Photos of armored division soldiers from World War II

Several years ago, a WWII veteran of the 13th Armored Division came to a Veterans Breakfast Club event and told a story about the superstition surrounding his outfit. He said his division received special privileges because of their unlucky numerical designation. They laughingly referred to themselves as the “Black Cat” division, a nickname that stuck.

The veteran said that members of the 13th Armored Division were permitted to wear their garrison or overseas caps cocked slightly to the left, instead of to the right like everyone else. MPs often stopped and cited these men for being out of uniform, unaware of the 13th Armored’s special exemption.

I thought of this story recently and tried to find a source on it. Turns out, the veteran was half-right. He did get special permission to tilt his cap to the left. But it wasn’t because of the number 13. The entire US Armored Force wore their overseas caps on the left as part of a compromise reached with the Army. Maj. Gen. Jacob Devers, head of the US Armored Force in 1942, asked General George C. Marshall for a distinct dress uniform for his troops, but the request was denied. Devers protested, but all he could win was the right for armored troops to wear their overseas caps tilted left.

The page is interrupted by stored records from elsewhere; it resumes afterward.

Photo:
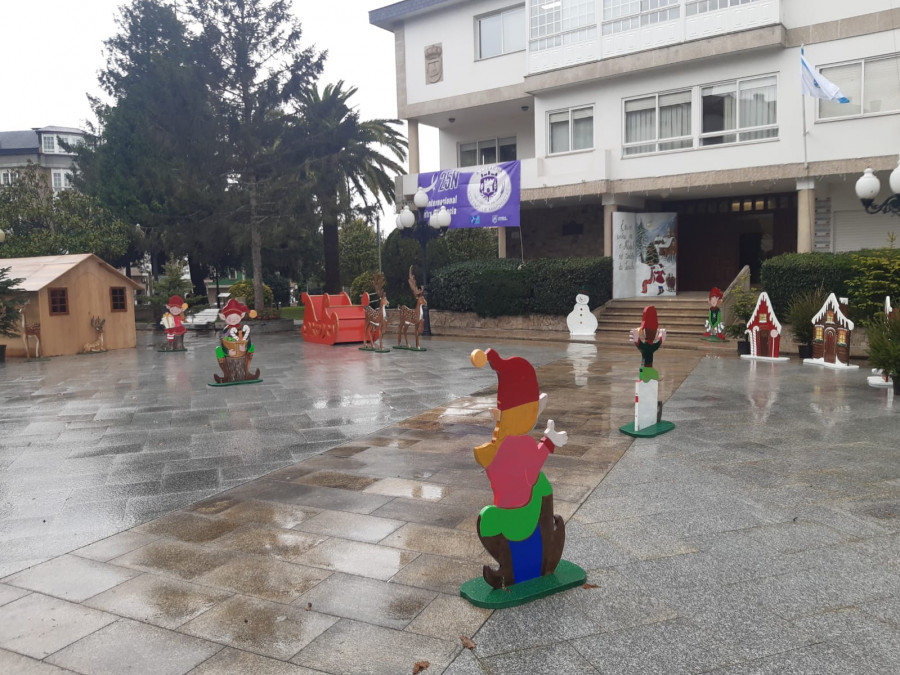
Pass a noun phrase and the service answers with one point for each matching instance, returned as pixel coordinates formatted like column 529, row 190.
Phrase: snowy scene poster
column 644, row 254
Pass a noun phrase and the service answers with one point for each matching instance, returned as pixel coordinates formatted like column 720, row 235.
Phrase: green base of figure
column 231, row 384
column 481, row 594
column 660, row 427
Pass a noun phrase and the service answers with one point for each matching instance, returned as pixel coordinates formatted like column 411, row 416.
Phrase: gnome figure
column 519, row 530
column 171, row 321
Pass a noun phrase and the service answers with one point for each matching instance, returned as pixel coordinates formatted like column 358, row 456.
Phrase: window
column 623, row 15
column 659, row 122
column 501, row 33
column 118, row 299
column 489, row 151
column 872, row 85
column 571, row 130
column 59, row 301
column 703, row 6
column 558, row 22
column 741, row 110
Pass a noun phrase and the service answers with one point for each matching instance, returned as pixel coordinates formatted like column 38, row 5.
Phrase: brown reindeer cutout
column 412, row 317
column 97, row 345
column 376, row 319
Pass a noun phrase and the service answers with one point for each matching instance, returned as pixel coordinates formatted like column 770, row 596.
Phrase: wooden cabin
column 65, row 293
column 764, row 329
column 831, row 332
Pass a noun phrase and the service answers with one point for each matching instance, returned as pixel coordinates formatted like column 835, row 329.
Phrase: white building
column 43, row 147
column 686, row 106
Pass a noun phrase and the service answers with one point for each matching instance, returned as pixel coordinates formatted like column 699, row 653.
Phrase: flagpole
column 803, row 108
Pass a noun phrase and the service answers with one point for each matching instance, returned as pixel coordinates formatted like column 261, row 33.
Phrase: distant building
column 685, row 106
column 43, row 147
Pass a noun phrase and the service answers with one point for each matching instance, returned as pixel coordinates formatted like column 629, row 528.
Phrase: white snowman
column 580, row 321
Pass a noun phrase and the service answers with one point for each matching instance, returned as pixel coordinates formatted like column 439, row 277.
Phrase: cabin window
column 59, row 301
column 118, row 299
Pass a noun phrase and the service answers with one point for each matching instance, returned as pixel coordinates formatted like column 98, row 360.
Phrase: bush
column 244, row 289
column 803, row 307
column 876, row 275
column 788, row 275
column 507, row 287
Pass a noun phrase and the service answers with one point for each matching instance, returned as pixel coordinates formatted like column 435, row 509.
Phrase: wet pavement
column 760, row 536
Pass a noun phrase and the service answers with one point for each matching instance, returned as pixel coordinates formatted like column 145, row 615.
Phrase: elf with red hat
column 714, row 325
column 171, row 321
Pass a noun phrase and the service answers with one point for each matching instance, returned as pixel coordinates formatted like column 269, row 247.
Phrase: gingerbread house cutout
column 831, row 335
column 764, row 332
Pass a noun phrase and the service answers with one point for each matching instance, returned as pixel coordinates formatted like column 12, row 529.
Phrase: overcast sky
column 51, row 51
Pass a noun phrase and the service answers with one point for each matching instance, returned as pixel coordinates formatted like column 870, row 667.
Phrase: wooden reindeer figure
column 412, row 317
column 376, row 319
column 31, row 330
column 97, row 345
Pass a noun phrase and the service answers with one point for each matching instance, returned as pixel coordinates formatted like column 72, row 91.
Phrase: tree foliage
column 38, row 222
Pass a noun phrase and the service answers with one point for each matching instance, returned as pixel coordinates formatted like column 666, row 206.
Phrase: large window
column 501, row 33
column 740, row 110
column 872, row 85
column 489, row 151
column 59, row 301
column 659, row 122
column 558, row 22
column 623, row 15
column 571, row 129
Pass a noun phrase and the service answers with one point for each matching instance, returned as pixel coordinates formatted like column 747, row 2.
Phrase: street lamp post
column 868, row 186
column 417, row 226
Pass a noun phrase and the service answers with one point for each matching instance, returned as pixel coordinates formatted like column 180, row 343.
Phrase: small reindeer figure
column 376, row 319
column 412, row 317
column 97, row 345
column 31, row 330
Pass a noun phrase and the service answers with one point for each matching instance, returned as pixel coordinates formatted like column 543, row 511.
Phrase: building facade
column 685, row 106
column 48, row 148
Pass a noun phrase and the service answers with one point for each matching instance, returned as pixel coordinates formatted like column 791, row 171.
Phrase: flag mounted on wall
column 817, row 85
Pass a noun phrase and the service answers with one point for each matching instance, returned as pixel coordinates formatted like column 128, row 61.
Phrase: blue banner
column 485, row 197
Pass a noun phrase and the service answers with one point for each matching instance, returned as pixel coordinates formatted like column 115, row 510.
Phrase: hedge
column 508, row 287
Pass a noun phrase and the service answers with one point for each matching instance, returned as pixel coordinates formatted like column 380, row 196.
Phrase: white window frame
column 504, row 15
column 570, row 123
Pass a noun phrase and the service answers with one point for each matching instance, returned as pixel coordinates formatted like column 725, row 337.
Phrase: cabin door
column 830, row 345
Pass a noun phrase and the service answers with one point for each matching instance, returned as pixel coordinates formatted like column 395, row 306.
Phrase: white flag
column 815, row 84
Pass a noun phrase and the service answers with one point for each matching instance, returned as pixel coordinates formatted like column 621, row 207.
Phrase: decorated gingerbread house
column 764, row 329
column 831, row 332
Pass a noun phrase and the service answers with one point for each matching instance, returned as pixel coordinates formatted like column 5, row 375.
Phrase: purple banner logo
column 486, row 197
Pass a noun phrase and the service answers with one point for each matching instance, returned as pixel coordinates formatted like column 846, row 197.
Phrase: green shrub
column 876, row 275
column 244, row 289
column 787, row 275
column 803, row 307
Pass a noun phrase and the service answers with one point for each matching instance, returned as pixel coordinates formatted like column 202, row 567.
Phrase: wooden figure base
column 772, row 359
column 660, row 427
column 481, row 594
column 231, row 384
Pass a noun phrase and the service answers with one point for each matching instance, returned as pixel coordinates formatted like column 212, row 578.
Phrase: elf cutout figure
column 519, row 530
column 648, row 338
column 235, row 351
column 175, row 329
column 715, row 326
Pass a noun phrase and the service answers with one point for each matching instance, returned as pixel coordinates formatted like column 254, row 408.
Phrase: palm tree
column 343, row 158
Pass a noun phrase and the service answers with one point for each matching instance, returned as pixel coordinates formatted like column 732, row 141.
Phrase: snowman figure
column 580, row 321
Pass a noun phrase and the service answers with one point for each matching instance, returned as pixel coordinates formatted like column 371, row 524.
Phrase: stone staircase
column 682, row 316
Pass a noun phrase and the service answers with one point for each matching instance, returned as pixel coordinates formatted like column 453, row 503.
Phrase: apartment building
column 692, row 107
column 43, row 147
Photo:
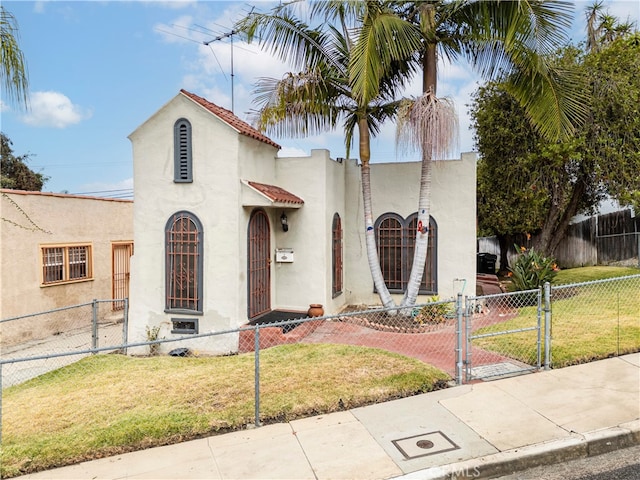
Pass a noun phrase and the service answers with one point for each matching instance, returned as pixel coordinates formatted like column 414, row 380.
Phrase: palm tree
column 321, row 93
column 14, row 68
column 603, row 28
column 507, row 39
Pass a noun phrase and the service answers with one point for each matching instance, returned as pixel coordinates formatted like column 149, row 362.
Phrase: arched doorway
column 258, row 264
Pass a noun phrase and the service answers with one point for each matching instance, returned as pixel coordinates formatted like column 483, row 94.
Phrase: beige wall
column 395, row 188
column 215, row 197
column 222, row 159
column 56, row 219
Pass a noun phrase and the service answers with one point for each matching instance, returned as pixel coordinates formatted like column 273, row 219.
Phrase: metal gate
column 120, row 271
column 259, row 264
column 512, row 321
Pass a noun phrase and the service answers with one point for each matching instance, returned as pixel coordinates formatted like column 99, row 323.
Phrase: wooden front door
column 120, row 272
column 259, row 264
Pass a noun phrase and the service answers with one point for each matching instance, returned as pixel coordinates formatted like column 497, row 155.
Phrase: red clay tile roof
column 230, row 119
column 276, row 194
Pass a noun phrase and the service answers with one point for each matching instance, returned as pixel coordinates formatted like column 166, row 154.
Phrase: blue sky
column 99, row 69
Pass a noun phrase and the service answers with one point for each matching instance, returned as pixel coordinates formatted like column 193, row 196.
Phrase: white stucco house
column 213, row 251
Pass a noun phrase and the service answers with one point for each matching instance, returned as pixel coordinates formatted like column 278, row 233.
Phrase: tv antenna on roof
column 228, row 35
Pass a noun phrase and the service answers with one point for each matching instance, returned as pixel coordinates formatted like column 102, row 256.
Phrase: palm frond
column 427, row 124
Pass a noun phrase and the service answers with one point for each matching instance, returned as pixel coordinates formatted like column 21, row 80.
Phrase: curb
column 511, row 461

“Get that cap on the left side of your head, soldier,” the saying went. “You’re in the Armored Force now.”

After the war, most armored divisions were deactivated, and by the time they were reactivated for Korea and the Cold War, the Army had forgotten all about the special wrong-way-tilt of the cap.

In a 1957 issue of the journal ARMOR, one Captain Virgin M. Gordon, a tank commander in the Ohio National Guard, demanded that the left-hand tilt be brought back, along with other elements of the Armored Force uniforms. “Let’s tilt the caps to the left,” he said, “and bring back the tanker combat jacket and the coveralls. Tankers have pride.”

That same year, at the 68th Annual Meeting of the United States Armored Association, members unanimously passed a resolution advocating “the wearing of the Garrison cap on the left side of the head as a badge of distinction among Armor personnel.” The Association sent the resolution to Army Chief of Staff Maxwell Taylor.

Taylor’s response appears below. “Give it up, guys,” Taylor seems to say.

Letter from US Army Chief of Staff on April 1957

I wonder if Maxwell Taylor, former Commanding General of the 101st Airborne Division in WWII, would have answered the same if paratrooper jump boots had been taken away?